De son côté, mon père a passé de nombreuses années de sa vie – et peut-être encore aujourd'hui – avec l'idée scintillante qu'il retournerait un jour en Indochine, renouerait avec cette année, ou année et demie, de sa prime jeunesse. Une fois, nous sommes allés dîner ensemble au Pasteur (Catherine était déjà entrée dans mon existence, elle pourra le confirmer, mais ma mère, elle, n'était pas là, je ne sais plus pourquoi). Ce restaurant était alors tenu, lui aussi, par une famille chinoise. Le père, très diminué physiquement, était toujours assis à gauche de la porte d'entrée, derrière une table ; la mère ne le quittait guère mais surveillait son petit monde ; les deux frères assuraient la bonne marche de l'établissement, et, à force que Bernard – mon alter ego vietnamien – et moi venions nous nourrir et nous abreuver chez eux, étaient devenus des amis, si tant est que la chose soit réellement possible.
Et puis, il y avait la sœur cadette, qui faisait aussi le service quand elle était là, ce qui arrivait assez souvent. Elle était la seule, peut-être parce qu'elle était née ici, ou arrivée très jeune, à parler le français sans accent. La seule aussi qui avait décidé de secouer le joug, de quitter le restaurant, de vivre autre chose (et il m'arrive, comme ce soir, de me demander ce qu'elle a bien pu devenir).

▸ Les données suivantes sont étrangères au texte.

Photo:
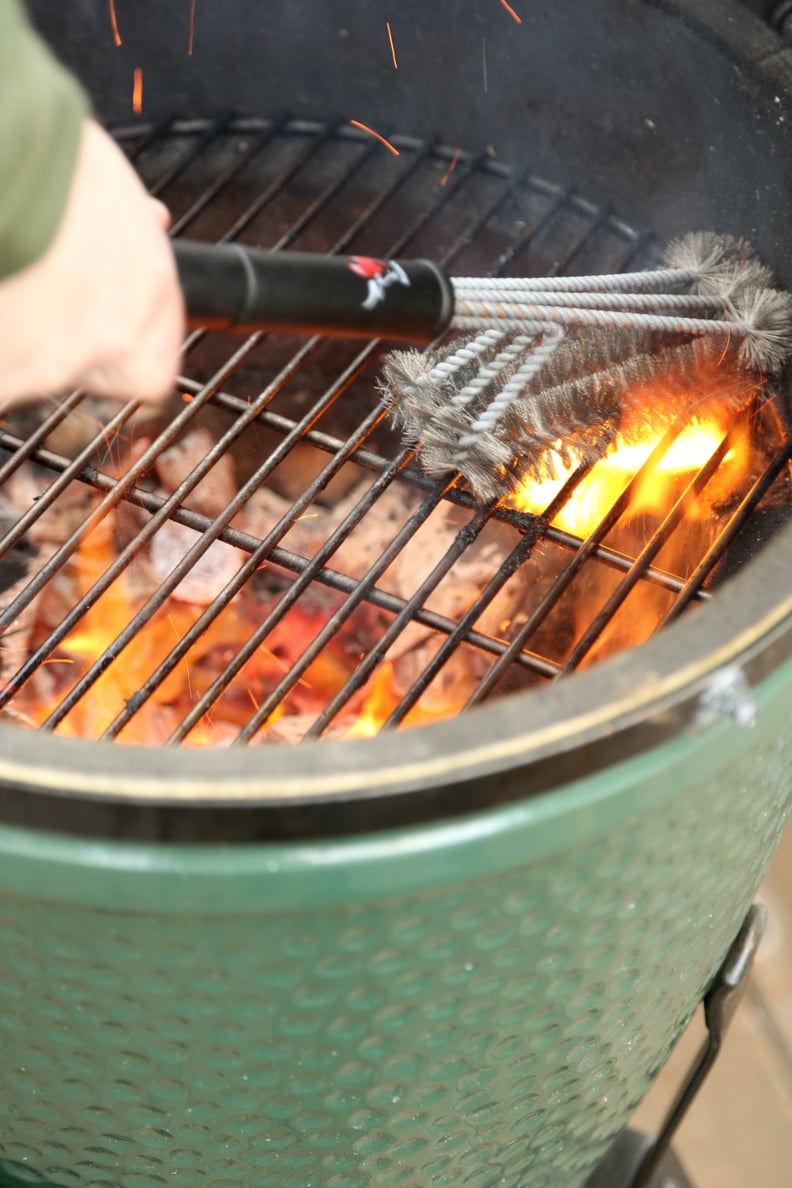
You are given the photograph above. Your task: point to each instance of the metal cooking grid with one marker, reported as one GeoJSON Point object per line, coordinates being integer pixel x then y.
{"type": "Point", "coordinates": [283, 184]}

Les yeux de mon père se sont mis à pétiller et à rajeunir dès qu'il l'a aperçue, s'avançant vers notre table. Durant ce repas, il est redevenu un jeune homme inconnu de moi, chaque fois qu'elle s'approchait de nous ; j'en étais presque gêné, et en même temps ravi – sentiment ambigu, difficile à démêler alors, bien plus facile aujourd'hui, évidemment : découvrir son père dragueur, et semblant ne pas s'apercevoir de son âge ni de celui de la fille qui est l'objet de ses roucoulades maladroites et outrées. 20 ans plus tard, je le comprends comme si c'était moi. Le hasard lui rendait une part morte de sa vie, dont il ne savait peut-être pas qu'elle était morte. Sauf que mon père, alors, se réveillait pour une fille, alors que je pleurniche après une soupe – congaï d'un côté, phò de l'autre : on voit bien la déperdition d'énergie vitale, d'une génération à la suivante.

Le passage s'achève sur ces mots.